Are mortgage deposits lower since 2010?

Following on from the downturn in economic fortunes which started around 2008, things haven't been great for first time buyers. After being spoiled for so long with one hundred per cent mortgages and higher in some cases, we were brought back down to earth with a bang as lenders started to become a hell of a lot more cautious in order to prevent themselves from being exposed to even more toxic debt.

There can be no doubts that the culture of one hundred per cent mortgages needed to end - it's not right and never has been for someone to be able to walk into a bank and easily get a loan for a house with absolutely no savings at all with which to offer a deposit - but the speed and severity of the change surprised many.

We went from being able to take mortgages with a one hundred per cent loan to value (LTV) rating, to barely being able to find a mortgage despite having upwards of twenty five per cent of the value of the property ready for a deposit.

Things started to improve in 2010, as the banks finally decided it was time to start loosening their belts in order to bring in some new customers and kick start the housing market again.

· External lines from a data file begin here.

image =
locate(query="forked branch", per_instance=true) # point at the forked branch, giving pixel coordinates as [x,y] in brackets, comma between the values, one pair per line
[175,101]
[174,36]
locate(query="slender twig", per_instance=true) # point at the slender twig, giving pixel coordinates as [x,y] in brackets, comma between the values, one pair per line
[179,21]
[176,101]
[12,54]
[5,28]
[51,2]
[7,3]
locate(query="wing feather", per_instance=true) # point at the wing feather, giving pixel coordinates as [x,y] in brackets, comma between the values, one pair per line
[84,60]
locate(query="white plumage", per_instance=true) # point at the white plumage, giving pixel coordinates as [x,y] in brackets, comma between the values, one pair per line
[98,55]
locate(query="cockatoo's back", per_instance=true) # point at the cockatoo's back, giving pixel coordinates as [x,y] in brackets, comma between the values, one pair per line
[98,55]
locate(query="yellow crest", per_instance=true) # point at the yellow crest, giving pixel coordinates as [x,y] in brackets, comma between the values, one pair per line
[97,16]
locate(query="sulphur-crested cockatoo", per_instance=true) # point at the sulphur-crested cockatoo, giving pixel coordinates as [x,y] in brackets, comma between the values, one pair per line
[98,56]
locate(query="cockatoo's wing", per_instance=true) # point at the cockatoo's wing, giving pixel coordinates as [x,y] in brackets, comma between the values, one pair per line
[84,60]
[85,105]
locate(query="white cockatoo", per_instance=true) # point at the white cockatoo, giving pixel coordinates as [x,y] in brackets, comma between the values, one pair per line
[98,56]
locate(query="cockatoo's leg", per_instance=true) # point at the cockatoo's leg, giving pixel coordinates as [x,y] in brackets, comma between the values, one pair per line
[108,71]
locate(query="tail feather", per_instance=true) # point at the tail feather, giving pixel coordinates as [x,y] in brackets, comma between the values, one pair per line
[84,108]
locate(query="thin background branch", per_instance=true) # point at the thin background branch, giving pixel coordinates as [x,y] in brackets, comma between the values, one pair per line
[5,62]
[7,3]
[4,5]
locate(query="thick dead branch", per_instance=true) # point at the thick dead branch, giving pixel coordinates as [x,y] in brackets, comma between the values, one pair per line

The best deals available to borrowers still required deposits of twenty five to forty five per cent deposits, but at least they were open to negotiations, and at least offered the occasional ten to twenty per cent mortgage to customers.

Today things have improved even more. We now have the UK government offering to pay up to five per cent of the mortgage for first time buyers who earn less than £60,000, while rates for mortgages with a fifteen to twenty five per cent LTV are much more affordable than they were just six months ago, with a number of new incentives and schemes being unveiled in a bid to inspire consumer confidence in the housing market once again. We aren't there yet, but things are improving, and mortgage deposits are lower than 2010 at last!